How AI Boosts Profits: Real-World Examples
When we talk about AI, the conversation usually revolves around automation, productivity boosts, or reducing inefficiencies.
However, for AI to be truly successful, it not only needs to pay off its costs but also generate additional revenue for the organization or at least reduce expenses, thereby contributing to profit growth.
Since AI helps improve various factors—eliminating inefficiencies, reducing errors, and providing better business insights—AI often results in long-term profit increases for companies. Let's look at a few examples of how this happens.
Less inefficiency reduces costs
In August 2016, a 5-hour power outage at Delta Airlines' operations center caused 2,000 flight cancellations, with losses estimated at $150 million. Unplanned outages like this are extremely expensive. They reduce revenue, disrupt service chains, increase maintenance costs, and raise customer dissatisfaction.
When such failures occur, energy transmission companies have to make emergency repairs. This includes installing new equipment, sending experts into the field, handling logistics, and other costly activities. All of this increases costs and requires a lot of engagement. San Diego Gas & Electric Company (SDG&E) aims to avoid such expensive power supply interruptions.
With the help of AI experts, SDG&E is developing an AI system to prevent transmission system failures by predicting them weeks before they happen. Their system reaches an 80% success rate in predicting equipment failures two weeks in advance, and 90% three days in advance.
By predicting where failures are most likely to occur, SDG&E will be able to plan repairs in advance before an outage occurs, thus preventing large-scale power outages. This not only prevents interruptions in power supply but also reduces costs associated with unplanned interventions. Additionally, it ensures that critical services such as hospitals, firefighters, and rescuers are always operational.
Increased personalization raises revenue
We've already experienced how AI can hyper-personalize the customer experience. Take Amazon as an example. How many times has it happened that, instead of the product we are looking at, we end up purchasing the one recommended by their automatic system, which offers products related to the one we’re viewing? Amazon's AI system manages to keep customers in the store longer and provides more options related to our interests until we find what we want.
According to McKinsey, 35% of Amazon's revenue is generated through its recommendation system. Similarly, Netflix estimates that its recommendation engine saves more than a billion dollars a year by retaining customers who would otherwise drop off. Netflix estimates that only 20% of movies are found through search, while 80% come from its recommendation system. That's why it's crucial for Netflix to continue improving its personalized customer experience.

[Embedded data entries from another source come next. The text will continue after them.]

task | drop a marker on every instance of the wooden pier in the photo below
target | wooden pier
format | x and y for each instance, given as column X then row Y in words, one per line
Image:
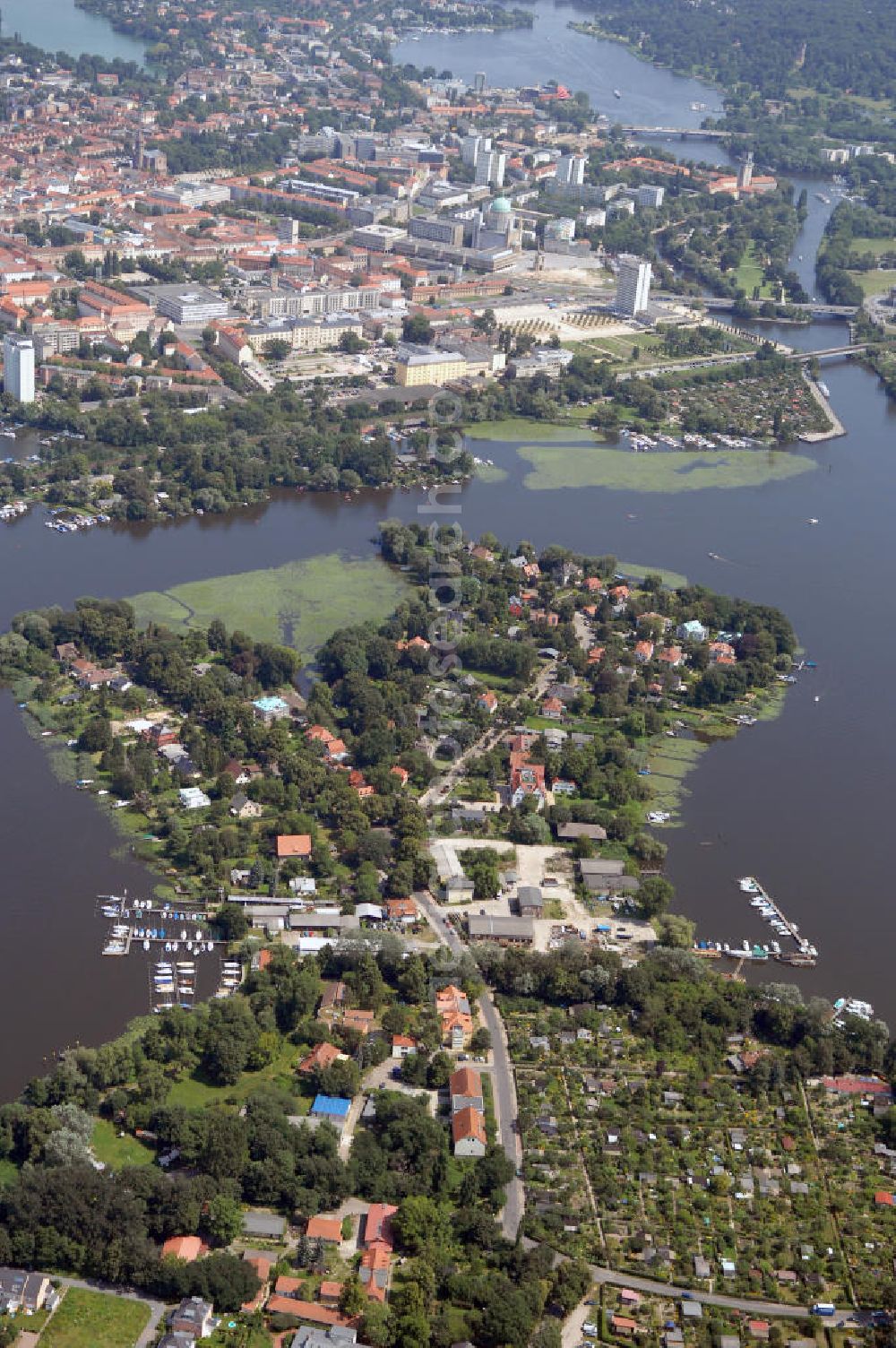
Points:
column 802, row 956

Personalization has the power to significantly boost revenue, and AI is the tool that enables exceptional results in personalization.
Innovation driven by data analysis
Ocean Spray, an agricultural cooperative of cranberry and grapefruit growers, faced declining demand and turned to AI to enhance sales. They first wanted to understand how consumers like to use cranberries. In such situations, focus groups of 10 to 15 people are usually used. However, relying on the opinions of such small groups to predict the behavior of millions of potential future customers is risky. You can never be sure whether the views of a small focus group truly represent real market demand.
Therefore, Ocean Spray decided to avoid traditional research methods. Instead, they conducted AI-assisted analysis of hundreds of thousands of online conversations, including user reviews and tweets related to cranberry juice, to uncover the opinions of a much larger number of potential consumers.
Through such analysis, they understood how consumers use cranberry juice daily, which gave them an idea of how to innovate and fill market gaps. Shortly after, Ocean Spray launched a new line of drinks, Ocean Spray Mocktails and Ocean Spray Pact. Revenue from this move was estimated at $100 million. By launching these cranberry-infused water beverages, they significantly expanded their existing market.
This example shows how Ocean Spray, by using AI analysis, gained insight into consumer habits, enabling them to step out of their saturated market and open new revenue streams.
A similar AI-assisted decision-making system can be applied in many types of businesses to understand the behavior of potential customers. This can lead to the creation of new products or provide ideas for improving existing ones. In either case, the result is increased revenue or at least savings by improving existing processes.